Question

My lecture notes define $\int f := \int f^+ - \int f^-$ provided both $\int f^{\pm}$ are finite. And then the Fatou's lemma is stated in the following way:

Let $f_n$ be a sequence of integrable functions and $g$ an integrable function s.t. $f_n \geq g$. Then $$\int \liminf f_n \leq \liminf \int f_n.$$

It occurred to be that given the definition, we might have a sequence that satisfies the lemma's assumptions yet $\int \liminf f_n$ is undefined.

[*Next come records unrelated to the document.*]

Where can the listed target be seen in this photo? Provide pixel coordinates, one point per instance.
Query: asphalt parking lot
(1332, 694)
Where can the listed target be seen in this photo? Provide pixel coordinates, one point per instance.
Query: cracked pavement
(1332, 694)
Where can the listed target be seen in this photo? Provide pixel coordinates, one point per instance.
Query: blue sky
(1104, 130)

E.g. $\Omega:= [-1,1]$ with Lebesgue measure and $$f_n:=n \mathbf 1_{[0,1]}-\mathbf 1_{[-1,0)}.$$ Then $$\liminf f_n = \infty \mathbf 1_{[0,1]}-\mathbf 1_{[-1,0)}$$ and thus $\int (\liminf f_n)^+ = \infty$ making $\int \liminf f_n$ undefined.

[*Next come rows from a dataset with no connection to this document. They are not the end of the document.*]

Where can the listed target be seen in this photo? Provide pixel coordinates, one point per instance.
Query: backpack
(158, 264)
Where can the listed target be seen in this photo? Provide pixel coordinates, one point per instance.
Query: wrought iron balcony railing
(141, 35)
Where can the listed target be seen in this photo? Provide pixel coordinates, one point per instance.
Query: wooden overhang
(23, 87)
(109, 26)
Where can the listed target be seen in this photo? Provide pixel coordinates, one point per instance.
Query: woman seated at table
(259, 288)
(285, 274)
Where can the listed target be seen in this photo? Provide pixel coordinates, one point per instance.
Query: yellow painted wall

Does it indeed count as inconsistency? Is there a good way to repair it? (Except demanding that at least one of $\int f^{\pm}$ is finite in the definition of integrability.)

Answer 1

Sometimes a distinction is drawn between integrable and summable functions. If $\int f^{\pm}$ are both finite, then $\int f = \int f^+ - \int f^-$.

If only one of $\int f^\pm$ is finite, the function is summable. In case $\int f^+ = \infty$ you define $\int f = \infty$ and in case $\int f^- = \infty$ you define $\int f = -\infty$.

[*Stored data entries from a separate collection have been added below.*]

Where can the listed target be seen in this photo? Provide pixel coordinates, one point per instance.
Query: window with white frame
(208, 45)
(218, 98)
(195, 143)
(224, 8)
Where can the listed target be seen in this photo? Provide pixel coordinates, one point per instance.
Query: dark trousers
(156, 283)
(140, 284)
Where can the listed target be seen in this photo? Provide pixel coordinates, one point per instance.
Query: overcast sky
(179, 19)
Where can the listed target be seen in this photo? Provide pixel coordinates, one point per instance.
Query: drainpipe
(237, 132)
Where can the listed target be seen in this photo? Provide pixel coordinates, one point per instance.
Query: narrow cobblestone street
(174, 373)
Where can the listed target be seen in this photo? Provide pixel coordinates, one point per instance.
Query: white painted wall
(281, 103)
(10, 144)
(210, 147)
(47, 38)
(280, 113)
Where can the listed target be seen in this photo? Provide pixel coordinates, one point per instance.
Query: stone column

Summable functions don't form a vector space, but you can still make sense of things like Fatou's lemma even though the integrals involved could be infinite.

Answer 2

Notice that the integral would only be undefined if both the positive and the negative parts are not integrable. The lower bound on the sequence guarantees that this won't happen, but there is no guarantee that the limit will be integrable. In the case that it is not you will notice that the inequality holds anyway, if you allow infinities.